Наталья Александрова - Бассейн в гареме
Надежда поежилась. Нет, она не может такого допустить. Черт с ним, с законом, совесть замучает до конца жизни! Представив себе, что сказал бы, узнав про такое, ее муж Сан Саныч, Надежда приуныла. Он и так вечно недоволен, что она постоянно ввязывается в криминальные истории. Причем упорно утверждает, что это она сама суется, куда ее не просят. Другому человеку, мол, и в голову не придет искать в событиях, происходящих с ним, странные совпадения, а у его жены Надежды голова работает только в одном направлении. Справедливости ради следует отметить, что так резко муж разговаривал с Надеждой крайне редко, только когда сердился. А сердился он оттого, что очень беспокоился за жену, у него были на это причины.
Но Надежда Николаевна не могла отказать себе в удовольствии распутать очередное криминальное событие, случившееся с ее знакомыми. Чтобы не волновать мужа, Надежда просто перестала ему рассказывать о своих делах, оправдываясь в душе тем, что никакого преступления она сама не совершала, что совесть ее чиста, а насчет риска для ее жизни муж сильно преувеличивает. Но теперь у него будет полное право упрекать жену в неповиновении властям и нарушении закона. Разумеется, если он узнает о ее действиях.

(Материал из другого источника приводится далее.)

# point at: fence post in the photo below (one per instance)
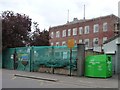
(80, 59)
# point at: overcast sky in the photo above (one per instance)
(54, 12)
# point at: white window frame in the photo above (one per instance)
(74, 31)
(57, 34)
(52, 35)
(64, 33)
(87, 30)
(69, 32)
(80, 30)
(94, 41)
(63, 43)
(96, 28)
(105, 26)
(104, 39)
(87, 40)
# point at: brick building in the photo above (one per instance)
(92, 32)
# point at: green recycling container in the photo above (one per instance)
(98, 66)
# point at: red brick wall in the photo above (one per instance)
(111, 19)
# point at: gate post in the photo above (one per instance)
(80, 59)
(118, 58)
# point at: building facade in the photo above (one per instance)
(92, 32)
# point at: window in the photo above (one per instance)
(96, 28)
(57, 43)
(104, 39)
(80, 41)
(86, 29)
(75, 43)
(86, 42)
(51, 44)
(95, 42)
(63, 43)
(80, 30)
(57, 34)
(105, 26)
(69, 32)
(74, 31)
(64, 33)
(52, 35)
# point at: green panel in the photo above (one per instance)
(23, 58)
(49, 56)
(98, 66)
(0, 60)
(7, 58)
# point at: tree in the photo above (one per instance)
(39, 38)
(15, 29)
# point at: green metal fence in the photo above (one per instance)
(33, 58)
(8, 58)
(55, 57)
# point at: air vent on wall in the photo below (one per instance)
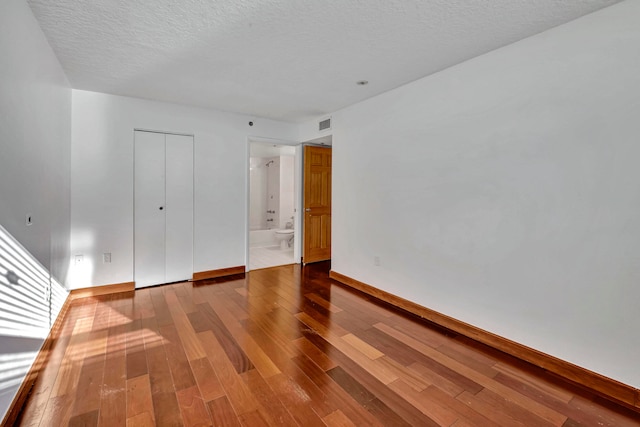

Надежда подумала еще немного и решила не расстраиваться раньше времени, а лучше сосредоточиться на деталях. Каким образом вытащить картину из стены, она примерно представляла, а вот с Эрмитажем пока было неясно. Она проворочалась всю ночь, то вставала с дивана, чтобы пошире открыть форточку, то, замерзнув, совсем ее закрывала, так что муж сонно ворчал на нее, а кот вообще ушел спать на кресло, потому что уважающему себя коту в таких условиях спать невозможно.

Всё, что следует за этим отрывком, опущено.